The OpenRouter API key is written into the generated systemd user service file. This is purpose-aligned for LLM access, but it is plaintext credential persistence.

Skill content
Environment="OPENROUTER_API_KEY=$API_KEY"
Recommendation

Use a limited-scope API key, protect the user account and home directory, and rotate the key if the device is shared or compromised.

What this means

Transcribed requests may be sent to OpenRouter or another configured OpenAI-compatible endpoint for the LLM response.

Why it was flagged

The skill is framed as offline, but the documentation also discloses that the LLM call uses the internet. Users should not assume all spoken content stays local.

Skill content
Fully offline, GPU-accelerated local voice assistant ... No cloud for STT or TTS — only the LLM call uses the internet
Recommendation

Review the LLM endpoint before use and choose a local OpenAI-compatible endpoint if fully local processing is required.

What this means

Future package or model changes could affect what is installed or run on the device.

Why it was flagged

The setup instructions rely on unpinned package installs and remote model downloads.

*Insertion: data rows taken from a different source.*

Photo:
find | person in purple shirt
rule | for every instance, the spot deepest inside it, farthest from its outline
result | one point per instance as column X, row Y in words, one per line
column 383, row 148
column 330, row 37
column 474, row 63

These are normal for this kind of skill, but provenance and repeatability are not tightly controlled.

Skill content
pip install openwakeword piper-tts numpy requests pyusb ... wget https://huggingface.co/rhasspy/piper-voices/resolve/main/...
Recommendation

Pin package versions, verify model checksums, and install from trusted sources when possible.

What this means

Sensitive things said in recent turns may remain in context during the running session and affect later answers.

Why it was flagged

The assistant keeps recent conversation context so later answers can use it. This is a normal assistant feature, but it means prior spoken content may influence later responses and may be included in LLM calls.

Skill content
Conversation history — 20-turn rolling context for natural follow-ups
Recommendation

Avoid speaking secrets to the assistant, restart or clear the service between sensitive sessions, or configure a local/private LLM endpoint.